A judge recently spiked the Department of Energy’s motion to dismiss a complaint lodged by CB&I AREVA MOX Services in the U.S. Court of Federal Claims, potentially allowing the government contractor to collect what it alleges are almost $6.5 million in improperly denied fees.
The complaint is one of eight now consolidated under a $200-million-plus federal lawsuit MOX Services filed in 2016 over the agency’s decision to cancel the Mixed Oxide Fuel Fabrication Facility (MFFF) and turn the unfinished plutonium-disposal plant into a factory for nuclear-weapon cores. MOX Services is building the facility at DOE’s Savannah River Site in South Carolina under a contract awarded in 1999 to its predecessor company.
In a complaint filed April 9, MOX Services said DOE’s National Nuclear Security Administration (NNSA) breached the contract by denying the company part of a fee increase the agency agreed to pay after adding work in 2008.
The NNSA denied it ever owed MOX Services the disputed portion of the fee increase, which the agency said was tied to a contract option the government did not pick up. For that reason, the NNSA asked Judge Thomas Wheeler to throw out the company’s complaint.

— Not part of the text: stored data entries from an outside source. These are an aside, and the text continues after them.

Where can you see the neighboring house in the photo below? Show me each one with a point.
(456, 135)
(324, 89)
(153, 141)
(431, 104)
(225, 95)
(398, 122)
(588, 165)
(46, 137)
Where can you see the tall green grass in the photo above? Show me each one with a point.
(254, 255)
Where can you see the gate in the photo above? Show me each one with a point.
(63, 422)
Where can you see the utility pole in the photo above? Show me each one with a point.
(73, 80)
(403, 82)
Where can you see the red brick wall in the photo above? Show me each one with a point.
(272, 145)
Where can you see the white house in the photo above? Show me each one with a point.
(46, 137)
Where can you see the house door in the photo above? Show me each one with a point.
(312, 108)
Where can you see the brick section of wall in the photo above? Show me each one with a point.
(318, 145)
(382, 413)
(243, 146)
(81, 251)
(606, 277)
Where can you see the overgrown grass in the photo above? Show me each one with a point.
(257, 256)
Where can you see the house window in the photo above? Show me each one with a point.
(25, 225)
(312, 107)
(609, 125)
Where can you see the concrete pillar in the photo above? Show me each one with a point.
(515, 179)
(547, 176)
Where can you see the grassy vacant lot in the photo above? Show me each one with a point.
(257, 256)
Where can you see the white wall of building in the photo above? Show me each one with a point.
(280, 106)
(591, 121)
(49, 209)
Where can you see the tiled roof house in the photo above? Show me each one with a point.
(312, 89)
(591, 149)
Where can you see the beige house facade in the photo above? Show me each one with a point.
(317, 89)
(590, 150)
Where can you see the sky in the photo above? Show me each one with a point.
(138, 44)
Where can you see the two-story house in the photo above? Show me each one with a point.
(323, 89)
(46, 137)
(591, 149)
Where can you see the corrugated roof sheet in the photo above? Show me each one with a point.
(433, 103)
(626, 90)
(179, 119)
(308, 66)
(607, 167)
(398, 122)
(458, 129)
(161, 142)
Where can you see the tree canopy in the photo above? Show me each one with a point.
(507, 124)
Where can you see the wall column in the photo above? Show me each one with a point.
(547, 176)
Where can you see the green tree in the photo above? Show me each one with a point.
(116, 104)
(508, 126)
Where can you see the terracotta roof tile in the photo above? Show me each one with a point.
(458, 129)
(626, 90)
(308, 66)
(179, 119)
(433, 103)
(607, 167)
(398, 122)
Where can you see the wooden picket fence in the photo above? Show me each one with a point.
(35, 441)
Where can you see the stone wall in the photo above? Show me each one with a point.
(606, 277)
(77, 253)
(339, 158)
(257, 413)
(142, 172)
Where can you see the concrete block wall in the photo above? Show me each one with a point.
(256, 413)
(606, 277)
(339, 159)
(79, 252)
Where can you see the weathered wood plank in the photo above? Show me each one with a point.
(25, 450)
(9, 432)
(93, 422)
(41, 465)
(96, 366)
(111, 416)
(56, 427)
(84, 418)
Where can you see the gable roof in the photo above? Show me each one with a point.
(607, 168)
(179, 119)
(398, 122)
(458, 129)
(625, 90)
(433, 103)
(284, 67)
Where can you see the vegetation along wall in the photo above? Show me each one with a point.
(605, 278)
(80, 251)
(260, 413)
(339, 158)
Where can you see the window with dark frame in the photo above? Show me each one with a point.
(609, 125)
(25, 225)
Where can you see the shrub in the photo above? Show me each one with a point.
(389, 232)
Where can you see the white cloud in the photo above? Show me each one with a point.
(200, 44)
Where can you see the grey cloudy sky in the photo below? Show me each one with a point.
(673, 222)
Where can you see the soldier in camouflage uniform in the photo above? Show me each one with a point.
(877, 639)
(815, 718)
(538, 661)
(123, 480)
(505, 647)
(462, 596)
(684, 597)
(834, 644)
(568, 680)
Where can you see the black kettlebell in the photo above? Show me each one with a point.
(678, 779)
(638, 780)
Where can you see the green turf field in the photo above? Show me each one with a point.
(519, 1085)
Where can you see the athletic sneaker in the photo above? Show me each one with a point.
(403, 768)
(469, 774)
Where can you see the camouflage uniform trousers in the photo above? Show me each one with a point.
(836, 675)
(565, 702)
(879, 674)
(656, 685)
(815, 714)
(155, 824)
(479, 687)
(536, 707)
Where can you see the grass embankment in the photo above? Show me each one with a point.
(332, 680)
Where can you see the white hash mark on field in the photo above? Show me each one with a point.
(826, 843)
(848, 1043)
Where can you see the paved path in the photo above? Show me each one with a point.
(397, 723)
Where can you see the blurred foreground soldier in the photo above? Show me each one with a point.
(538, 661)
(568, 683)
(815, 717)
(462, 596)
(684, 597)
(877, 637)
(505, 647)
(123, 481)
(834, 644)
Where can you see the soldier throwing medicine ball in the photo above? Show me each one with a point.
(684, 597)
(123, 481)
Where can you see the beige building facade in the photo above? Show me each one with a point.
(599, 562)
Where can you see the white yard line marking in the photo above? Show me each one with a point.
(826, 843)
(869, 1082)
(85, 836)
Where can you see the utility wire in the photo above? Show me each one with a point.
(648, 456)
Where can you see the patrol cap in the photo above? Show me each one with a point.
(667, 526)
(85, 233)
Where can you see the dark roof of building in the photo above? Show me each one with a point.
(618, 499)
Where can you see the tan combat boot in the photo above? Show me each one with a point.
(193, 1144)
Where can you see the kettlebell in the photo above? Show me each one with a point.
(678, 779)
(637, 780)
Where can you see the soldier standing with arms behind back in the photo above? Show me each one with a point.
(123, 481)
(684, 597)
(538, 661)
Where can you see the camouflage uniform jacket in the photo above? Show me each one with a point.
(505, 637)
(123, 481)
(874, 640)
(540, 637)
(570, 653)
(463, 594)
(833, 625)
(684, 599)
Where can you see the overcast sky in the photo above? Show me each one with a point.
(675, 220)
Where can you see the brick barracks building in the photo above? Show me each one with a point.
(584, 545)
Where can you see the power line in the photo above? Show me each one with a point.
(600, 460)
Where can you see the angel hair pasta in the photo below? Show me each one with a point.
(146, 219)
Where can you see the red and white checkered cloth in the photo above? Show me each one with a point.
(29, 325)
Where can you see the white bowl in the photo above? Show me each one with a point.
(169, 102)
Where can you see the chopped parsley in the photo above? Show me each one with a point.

Wheeler declined. MOX Services “has articulated a plausible claim to relief based on the alleged actions taken against Plaintiff by the United States,” Wheeler wrote Friday after oral arguments on Sept. 11. “The case shall continue according to the current schedule.” The whole lawsuit is set to go to trial in April 2019.
The MFFF is designed to turn 34 metric tons of weapon-usable plutonium into commercial nuclear reactor fuel to satisfy terms of a reciprocal plutonium-disposal agreement with Russia. The plant was supposed to open in 2016 and cost about $5 billion. MOX Services estimates the facility will not open at least until 2029, at a cost-to-complete of $10 billion or so. The NNSA thinks it will cost closer to $17 billion and take until 2048 to finish.
The state of South Carolina has sued the NNSA to stop the agency from canceling the project. An appeals judge is set to hear oral arguments Sept. 27 about whether to lift a temporary construction-stoppage ban the state secured in June from the South Carolina District Court.